In the mathematical field of numerical analysis, interpolation is a type of estimation, a method of constructing (finding) new data points based on the range of a discrete set of known data points.

In simpler terms, given several known points we estimate another point’s unknown value.

Interpolation covers a wide variety of techniques, we are interested in linear interpolation (as it is the basis for bilinear interpolation, hopefully evident by its name).

A simplified version of linear interpolation works like the following: imagine we have a point \(C\) with an unknown value, as well as points (point \(A\) and point \(B\)) with known values. Assuming point \(C\) is between point \(A\) and point \(B\), then we can estimate point \(C\)’s value by doing a weighted average of its distance to the two known values. The closer point \(C\) is to either end of the spectrum the more influence (over point \(C\)’s value) that end point has.

Let’s look at two examples.

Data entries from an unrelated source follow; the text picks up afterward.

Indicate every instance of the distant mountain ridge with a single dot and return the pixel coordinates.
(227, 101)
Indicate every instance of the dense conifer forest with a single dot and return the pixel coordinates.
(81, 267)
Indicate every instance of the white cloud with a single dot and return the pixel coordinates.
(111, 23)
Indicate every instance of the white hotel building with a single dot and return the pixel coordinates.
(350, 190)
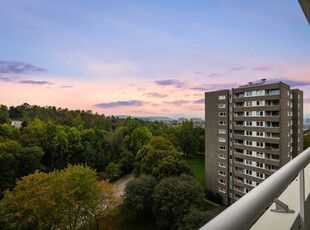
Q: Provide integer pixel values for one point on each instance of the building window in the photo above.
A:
(222, 131)
(248, 114)
(222, 122)
(221, 181)
(248, 94)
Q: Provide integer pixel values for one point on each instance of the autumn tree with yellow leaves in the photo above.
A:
(68, 199)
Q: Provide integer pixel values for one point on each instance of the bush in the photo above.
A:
(138, 198)
(173, 199)
(215, 197)
(193, 220)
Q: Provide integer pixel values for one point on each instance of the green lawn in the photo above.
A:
(197, 165)
(118, 220)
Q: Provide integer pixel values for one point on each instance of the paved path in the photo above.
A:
(122, 183)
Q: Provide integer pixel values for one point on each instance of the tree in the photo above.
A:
(160, 159)
(127, 161)
(173, 199)
(138, 200)
(193, 220)
(4, 114)
(307, 141)
(112, 171)
(29, 160)
(66, 199)
(10, 132)
(9, 154)
(189, 141)
(139, 137)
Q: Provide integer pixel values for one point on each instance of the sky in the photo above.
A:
(147, 58)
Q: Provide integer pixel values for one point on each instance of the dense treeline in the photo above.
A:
(52, 138)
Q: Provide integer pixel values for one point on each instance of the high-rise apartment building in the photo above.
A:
(251, 132)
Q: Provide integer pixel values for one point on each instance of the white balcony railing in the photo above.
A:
(253, 210)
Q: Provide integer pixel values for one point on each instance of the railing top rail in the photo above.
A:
(244, 212)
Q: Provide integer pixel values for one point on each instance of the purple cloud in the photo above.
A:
(32, 82)
(199, 88)
(292, 83)
(6, 79)
(214, 74)
(262, 68)
(119, 104)
(158, 95)
(200, 101)
(214, 87)
(237, 68)
(19, 68)
(177, 102)
(174, 83)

One which your gut will probably tell you the right answer, and the other example will let us get our hands dirty with the math.

Imagine we are in a \(1\) dimensional space with points \(A, B, C\) each respectively at \(x = 0, x = 2, x = 1\), where point \(A\) has a value of \(0\) and point \(B\) has a value of \(2\). Given that point \(C\) lies directly at the halfway point between \(A\) and \(B\), you can intuitively guess that point \(C\)’s value will be \(1\).

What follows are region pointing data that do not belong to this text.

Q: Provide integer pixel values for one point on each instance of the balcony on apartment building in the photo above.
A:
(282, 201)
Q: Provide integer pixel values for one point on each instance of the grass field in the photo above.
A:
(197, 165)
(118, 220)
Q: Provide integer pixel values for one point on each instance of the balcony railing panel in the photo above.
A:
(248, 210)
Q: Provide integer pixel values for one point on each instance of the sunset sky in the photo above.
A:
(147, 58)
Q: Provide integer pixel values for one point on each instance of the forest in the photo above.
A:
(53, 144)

Linear interpolation example 1

While our intuition works well for that example, let’s try something a little more challenging. Let’s assume point \(A, B, C\) are instead at \(x = 1, x = 3, x = 2.5\), with point \(A\) having a value of \(1\) and point \(B\) having a value of \(4\). What is point \(C\)’s value?

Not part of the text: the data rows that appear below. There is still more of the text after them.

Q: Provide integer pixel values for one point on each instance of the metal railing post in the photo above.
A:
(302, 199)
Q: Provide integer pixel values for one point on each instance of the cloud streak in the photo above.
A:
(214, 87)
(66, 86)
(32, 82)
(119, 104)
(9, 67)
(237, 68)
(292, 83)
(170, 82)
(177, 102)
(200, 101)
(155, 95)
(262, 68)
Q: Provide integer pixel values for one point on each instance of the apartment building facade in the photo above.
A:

Linear interpolation example 2

It’s a little harder to guess, so let’s look back at the definition of linear interpolation. Point \(C\)’s value will be the weighted average of its distance to point \(A\) and point \(B\).

Intuitively that should make sense; if point \(C\) is just a smidge away from point \(B\) then their values should almost be identical. In this case, point \(C\) is \(75\%\) away from point \(A, ( \frac{2.5 - 1}{3 - 1} )\) and \(25\%\) away from point \(B, ( \frac{3 - 2.5}{3 - 1} )\). Therefore, point \(C\)’s value should be \(75\%\) of point \(B\)’s value and \(25\%\) of point \(A\)’s value (notice how the weights are assigned to the other end point).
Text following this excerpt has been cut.